It is the best of times (for Mike Baird), it is the worst of times (for Denis Napthine). How is it that the NSW government is able to maintain the goodwill of voters, while its Victorian counterpart languishes?
In the next seven months, first-term Coalition governments will face the voters in Australia’s two most populous states. Both governments have had leaders fall by the wayside since they came to power nearly four years go, and both face Labor oppositions that, barring any late accidents, will have broken with recent tradition in standing by their leaders over the full course of a term.
So much for the similarities. According to two polls released this week — one by Galaxy for New South Wales in The Daily Telegraph, the other by Newspoll for Victoria in The Australian — the governments stand worlds apart so far as their electoral prospects are concerned. Both polls had two-party preferred ratings well into landslide territory at 55-45, but the advantage lay with Mike Baird’s Coalition government in the former case, and Daniel Andrews’ Labor opposition in the latter.
The results are well in line with recent trends, as illustrated by the aggregations of Newspoll, Galaxy, ReachTEL, Nielsen, and Essential Research polling in the charts below. This tells a particularly straightforward story in the case of New South Wales, where Coalition support has steadily descended from unprecedented early-term heights with two interruptions: in early 2013, when the Independent Commission Against Corruption was applying its blowtorch to the activities of Eddie Obeid, and in the wake of Mike Baird’s ascent to the leadership four months ago.
The latter movement has been a fairly routine example of what might be called the give-the-new-bloke-a-fair-go effect, another of which can be seen from April to July 2013 in the Victorian chart. If the Coalition bounce that followed Denis Napthine’s rise to the leadership is any guide, we can expect the slow trend to Labor to resume in New South Wales at any tick of the clock.
Even allowing for that qualification, it’s a startling fact that a generally well-behaved first-term Liberal government in Victoria appears headed for the guillotine, while its scandal-ridden counterpart in New South Wales need only fear having its wings clipped. The disparity in perceptions of the two parties is also evident at federal level, with the BludgerTrack poll aggregate showing no change in Labor’s relative advantage of 5% in Victoria from last year’s federal election.
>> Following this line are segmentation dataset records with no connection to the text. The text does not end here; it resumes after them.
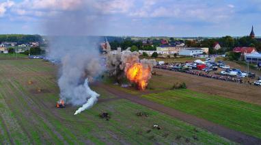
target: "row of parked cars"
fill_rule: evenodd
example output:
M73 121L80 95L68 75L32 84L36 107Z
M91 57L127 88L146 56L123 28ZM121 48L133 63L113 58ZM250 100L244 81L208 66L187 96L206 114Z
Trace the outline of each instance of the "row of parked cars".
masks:
M253 85L258 85L258 86L260 86L261 85L261 77L258 77L258 80L255 81L253 83Z

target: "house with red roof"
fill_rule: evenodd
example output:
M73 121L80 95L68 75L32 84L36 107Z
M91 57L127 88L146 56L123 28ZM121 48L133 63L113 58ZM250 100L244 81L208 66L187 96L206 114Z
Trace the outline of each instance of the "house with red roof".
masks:
M241 56L245 56L257 51L255 47L235 47L233 52L240 53Z
M213 48L215 50L219 50L219 49L221 48L221 47L220 46L220 44L219 44L219 42L215 42L214 44L214 46L213 46Z
M167 41L167 39L162 39L161 40L161 44L167 44L169 43L169 42Z

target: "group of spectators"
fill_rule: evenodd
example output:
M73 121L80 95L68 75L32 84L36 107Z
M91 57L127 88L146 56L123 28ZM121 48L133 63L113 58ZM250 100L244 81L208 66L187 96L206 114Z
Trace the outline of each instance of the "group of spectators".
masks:
M173 64L172 64L173 65ZM204 77L215 79L219 79L221 81L231 81L231 82L235 82L235 83L249 83L249 85L252 84L252 81L249 80L243 79L243 78L240 77L231 77L231 76L225 76L225 75L221 75L218 73L208 73L205 72L202 70L191 70L191 69L182 69L182 64L178 64L178 66L180 66L180 68L178 68L178 67L170 67L171 65L157 65L154 66L154 68L160 68L160 69L164 69L164 70L169 70L171 71L176 71L176 72L185 72L193 75L197 75L200 77Z

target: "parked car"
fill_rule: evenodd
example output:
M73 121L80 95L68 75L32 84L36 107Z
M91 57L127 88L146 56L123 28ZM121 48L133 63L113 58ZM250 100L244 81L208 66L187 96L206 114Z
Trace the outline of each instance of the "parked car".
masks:
M248 74L247 72L241 72L241 75L244 77L247 77Z
M225 66L221 66L221 68L223 69L228 69L228 68L230 68L230 66L225 65Z
M231 75L231 76L236 76L238 75L238 72L235 72L235 71L230 71L230 72L228 72L228 75Z
M226 72L225 71L221 71L220 74L222 75L228 75L228 72Z
M252 72L248 72L248 77L250 78L255 78L256 77L256 74L252 73Z
M258 80L253 83L255 85L261 85L261 80Z

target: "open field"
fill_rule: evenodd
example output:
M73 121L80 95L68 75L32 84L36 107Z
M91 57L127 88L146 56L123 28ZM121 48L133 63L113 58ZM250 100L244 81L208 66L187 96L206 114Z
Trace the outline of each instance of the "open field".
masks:
M1 59L14 59L14 58L27 58L28 56L26 55L24 55L23 53L8 53L8 54L4 54L4 53L0 53L0 60Z
M182 89L143 97L261 138L261 106ZM249 123L251 122L251 123Z
M145 91L139 92L132 88L110 85L261 138L260 87L165 70L154 70L156 75L152 76L148 89ZM188 89L171 90L177 81L185 82Z
M167 115L116 99L98 87L93 88L101 94L100 102L91 109L74 116L76 107L56 109L56 72L54 66L40 60L0 60L1 144L233 144ZM109 121L98 116L103 111L111 115ZM138 117L139 111L149 116ZM162 129L152 129L155 124Z
M152 57L140 57L141 59L143 58L146 58L146 59L155 59L156 61L164 61L164 62L193 62L196 60L201 60L202 61L205 60L205 58L197 58L197 57L173 57L173 58L164 58L164 57L157 57L157 58L154 58ZM224 57L217 57L216 58L216 61L223 61Z
M149 85L152 88L156 87L158 89L169 90L175 81L185 82L189 89L195 92L261 105L261 89L259 86L227 82L166 70L154 70L157 75L153 76Z

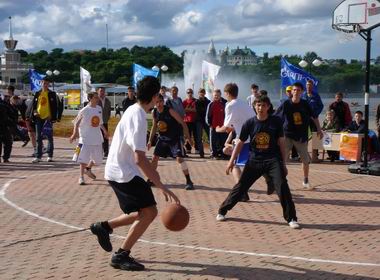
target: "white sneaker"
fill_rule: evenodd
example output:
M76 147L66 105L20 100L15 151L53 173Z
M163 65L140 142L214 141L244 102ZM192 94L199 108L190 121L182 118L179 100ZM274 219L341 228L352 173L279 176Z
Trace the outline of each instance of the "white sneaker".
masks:
M289 222L289 226L290 226L291 228L293 228L293 229L298 229L298 228L300 228L299 223L298 223L297 221L295 221L295 220L291 220L291 221Z
M216 220L219 222L223 222L226 220L226 216L222 215L222 214L218 214L218 215L216 215Z

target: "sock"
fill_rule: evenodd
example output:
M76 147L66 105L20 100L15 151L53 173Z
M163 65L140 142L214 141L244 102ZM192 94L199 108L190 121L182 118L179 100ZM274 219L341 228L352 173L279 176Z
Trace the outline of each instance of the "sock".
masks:
M192 183L190 179L190 174L185 175L185 177L186 177L186 184Z
M108 223L108 221L101 222L100 224L102 225L102 227L104 227L106 230L108 230L109 233L113 232L113 230L110 227L110 224Z
M124 250L124 249L122 249L122 248L119 248L119 250L117 251L118 254L123 253L123 252L126 252L126 254L128 254L128 256L129 256L129 254L131 253L130 250Z

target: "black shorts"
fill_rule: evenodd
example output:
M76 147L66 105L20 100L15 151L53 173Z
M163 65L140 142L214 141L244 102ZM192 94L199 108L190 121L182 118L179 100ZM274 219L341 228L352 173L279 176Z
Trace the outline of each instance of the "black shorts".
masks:
M174 140L174 141L163 140L161 138L158 138L153 154L155 156L159 156L163 158L185 157L182 138L178 138L178 140Z
M139 176L135 176L128 183L115 181L108 181L108 183L119 200L121 210L126 214L157 204L154 200L152 188Z

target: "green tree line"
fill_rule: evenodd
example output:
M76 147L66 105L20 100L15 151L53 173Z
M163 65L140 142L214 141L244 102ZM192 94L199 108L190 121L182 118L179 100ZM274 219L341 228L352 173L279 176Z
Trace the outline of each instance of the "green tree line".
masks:
M154 65L167 65L168 73L183 75L183 55L175 54L166 46L140 47L134 46L130 49L120 48L118 50L102 48L98 51L81 50L64 52L56 48L47 52L41 50L28 53L19 50L23 62L34 64L34 68L45 73L47 69L59 70L61 74L55 77L56 82L79 83L79 66L90 71L93 83L119 83L131 84L132 64L138 63L145 67ZM304 56L284 56L293 65L305 59L311 63L318 58L315 52L308 52ZM263 63L258 65L223 66L223 73L234 72L241 75L254 75L260 81L264 81L269 89L278 89L280 85L280 60L281 56L264 56ZM376 59L377 65L371 66L371 84L380 84L380 57ZM365 69L362 62L344 59L329 61L319 67L312 66L309 69L316 78L320 80L320 92L361 92L365 81ZM27 77L25 77L27 79Z

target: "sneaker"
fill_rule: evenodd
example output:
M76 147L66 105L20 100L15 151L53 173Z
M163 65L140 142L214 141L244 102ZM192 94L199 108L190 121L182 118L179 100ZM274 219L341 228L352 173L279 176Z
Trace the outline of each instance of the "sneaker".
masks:
M86 185L83 177L79 177L78 184L81 186Z
M112 244L110 241L110 233L108 232L108 230L105 229L100 222L92 224L90 226L90 230L93 234L95 234L98 237L99 245L103 248L103 250L106 252L111 252Z
M216 220L219 222L223 222L226 220L226 216L222 215L222 214L218 214L218 215L216 215Z
M91 179L95 180L96 179L96 176L94 173L92 173L91 171L91 168L85 168L84 169L84 174L86 174L88 177L90 177Z
M193 182L190 182L190 183L186 184L185 190L190 191L190 190L193 190L193 189L194 189Z
M140 271L145 269L144 265L129 256L129 252L126 251L113 253L110 265L122 270Z
M292 228L292 229L299 229L300 228L300 225L297 221L295 220L291 220L289 222L289 226Z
Whereas Queensland’s conservative inclination reflects its unusually large non-metropolitan population, and Western Australia’s bespeaks the wealth it has accumulated through the mining boom, there is no readily obvious socio-economic reason why the voters of New South Wales should be turning to the Coalition in such greater numbers than Victoria’s. On the main demographic pointers to aggregate voting behaviour, such as income and ethnic diversity, the results for the two states in the 2011 census are barely distinguishable.
One thing that can be said with certainty is that the gap, or at least the present scale of it, is a recent phenomenon. A few generations ago, it was the Liberal Party that felt cause to regard Victoria as its “jewel in the crown”, as long-serving premier Sir Henry Bolte famously described it. From the Labor split of 1955 to the second Fraser landslide of 1977, the federal two-party vote for the Coalition was between 3% and 10% higher in Victoria than New South Wales. At state level, Labor had to wait until the 1952 election before it was first able to govern with a parliamentary majority, and its defeat three years later marked the beginning of 27 years in opposition.
The great reversal since has unfolded in three phases. In the 1980s, Labor was finally able to achieve dominance in Victoria at state level, and its federal vote began to exceed that of New South Wales as often as not. Victoria’s long-term move to the Left appeared to solidify in the late 1990s, as the state’s voters stayed off the One Nation bandwagon in 1998, voted out Jeff Kennett’s government against all expectations in 1999, and delivered a two-party majority to John Howard at only one out of five elections between 1996 and 2007. The third phase, if that’s what it is, began with the federal election of August 2010, when Victoria swung 1.0% in favour of Labor under the leadership of Julia Gillard, while New South Wales went 4.8% the other way.
The only disturbance in the trend over the three decades was after the State Bank collapse, when Victorian Labor suffered a near-fatal reverse federally in 1990, and a landslide defeat at the state election of 1992 — to be followed in each case by a surprisingly quick recovery. No doubt the lesson to be learned from Labor’s experiences in Victoria two decades ago and New South Wales today is that the party remains electorally formidable for as long as it keeps its nose clean, but can expect particularly harsh treatment whenever it is perceived to be tainted by incompetence or corruption.
The primacy of demographic factors over the long term suggests that Labor’s strength in New South Wales will ultimately reassert itself. However, it won’t happen until the party has satisfied voters that it has substantially changed its ways, or at the very least done penance. For all the damage that the Baird government might be copping at ICAC, that time has clearly not yet arrived.